Concrètement, il vit pleinement sa vie (la lune est pleine), mais pas de la manière dont il se doit (la lune remplace le soleil). Il n'est pas à sa place.
Et puis un jour (ou plutôt une nuit - sans lune), presque par hasard, le passé fait surface. Simba se pose des questions, il repense à Mufasa. Il hurle et implore son aide. Celui qui l'entend, c'est Rafiki, qui s'empresse de redessiner le symbole du lion en lui ajoutant dans un mouvement presque circulaire sa crinière
Le passé revient, et Simba va être guidé par son ami, le sage, pour apprendre à vivre avec. Et vivre avec signifie l'affronter. Rafiki va entraîner de nouveau Simba dans un autre labyrinthe. Simba va retraverser la barrière, celle qui fait écho avec la scène des ronces de son enfance.
Dans cette séquence digne du passage sur Dagobah de l'Empire contre-attaque, Simba va être mis à l'épreuve : il va devoir se comprendre, voir en lui. Il va pouvoir de nouveau renouer des liens avec son père, ou plutôt son passé et sa réelle place naturelle dans la vie.
Ayant enfin compris quel était son devoir, la lune et le soleil vont se mêler, comme si toutes les facettes du personnages étaient enfin réunies, comme si Simba était enfin complet, et ce sera matérialisé par une nuit d'étoiles filantes.
Simba peut redevenir lui-même, sa vie va enfin être symbolisée par ce que l'on attendait : un soleil plein, cadré, brillant et tournant.
Ces images de soleil ne sont pas inutiles, ce ne sont pas de simples détails dans les arrière-plans. De toute manière, aucun décor dans le Roi lion n'est dénué de sens. Tous ont un réel intérêt. On ne place pas une jungle magnifique juste à côté d'un désert sans aucune signification.
Je ne vais pas analyser tout le film, je voulais juste parler de ces fameux plans qui me semblent essentiels pour comprendre comment les réalisateurs ont réussi à utiliser l'image et leur art au service de cette histoire.

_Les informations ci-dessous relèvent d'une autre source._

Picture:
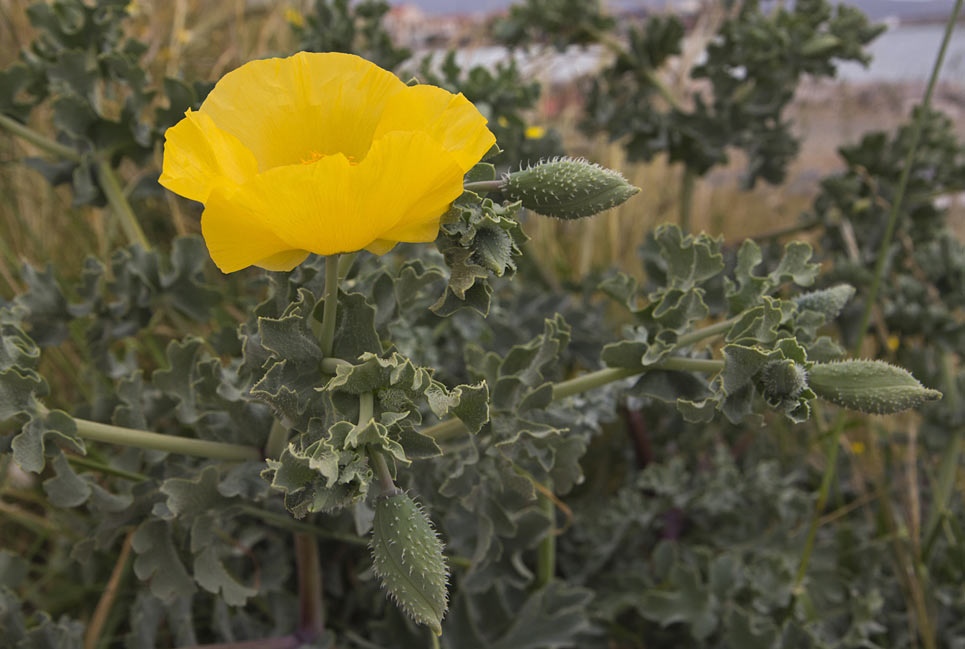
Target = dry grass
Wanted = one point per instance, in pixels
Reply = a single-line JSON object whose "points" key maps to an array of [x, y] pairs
{"points": [[201, 40]]}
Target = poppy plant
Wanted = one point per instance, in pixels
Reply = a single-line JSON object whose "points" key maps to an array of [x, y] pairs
{"points": [[324, 153]]}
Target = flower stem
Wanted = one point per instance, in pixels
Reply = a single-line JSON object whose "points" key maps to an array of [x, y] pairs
{"points": [[835, 433], [903, 179], [38, 140], [452, 427], [484, 186], [546, 557], [379, 466], [327, 335], [311, 614], [87, 463], [118, 202], [186, 446]]}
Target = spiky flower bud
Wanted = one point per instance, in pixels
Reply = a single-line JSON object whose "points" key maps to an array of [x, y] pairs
{"points": [[784, 380], [568, 188], [829, 301], [408, 559], [869, 386]]}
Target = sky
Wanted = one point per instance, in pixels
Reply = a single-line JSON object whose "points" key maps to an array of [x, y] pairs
{"points": [[874, 8]]}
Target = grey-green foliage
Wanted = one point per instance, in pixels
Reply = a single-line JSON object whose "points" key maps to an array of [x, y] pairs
{"points": [[81, 63], [753, 66], [356, 28]]}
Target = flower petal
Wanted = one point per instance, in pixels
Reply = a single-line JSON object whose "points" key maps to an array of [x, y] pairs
{"points": [[310, 105], [199, 156], [237, 237], [451, 119], [398, 193]]}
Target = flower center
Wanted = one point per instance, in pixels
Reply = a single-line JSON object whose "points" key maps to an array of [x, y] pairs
{"points": [[315, 156]]}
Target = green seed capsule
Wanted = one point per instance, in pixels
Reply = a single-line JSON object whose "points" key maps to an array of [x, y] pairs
{"points": [[408, 559], [568, 189], [783, 380], [828, 301], [874, 387]]}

Le Blu-ray vient juste de débarquer, avec une image magnifique et un son extrêmement bon (les musiques de Hans Zimmer font partie ce que j'ai entendu de plus beau au cinéma). Si le film n'est pas tout à fait identique à celui sorti en salles en 1994 (pas les mêmes logos, pas les mêmes bruits au début, pas le même plan avec les crocos), il nous épargne la version longue ridicule disponible sur le DVD (la scène est cependant visible dans les bonus). Ceux-ci sont excellents mais ne reprennent pas ceux de l'édition DVD de 2003. VO et VF font presque jeu égal (la VF est un peu moins bonne cependant en terme de puissance). A vous de choisir entre Jeremy Irons, James Earl Jones, Rowan Atkinson, Whoopy Goldberg et Matthew Broderick face à Jean Reno et Jean Piat.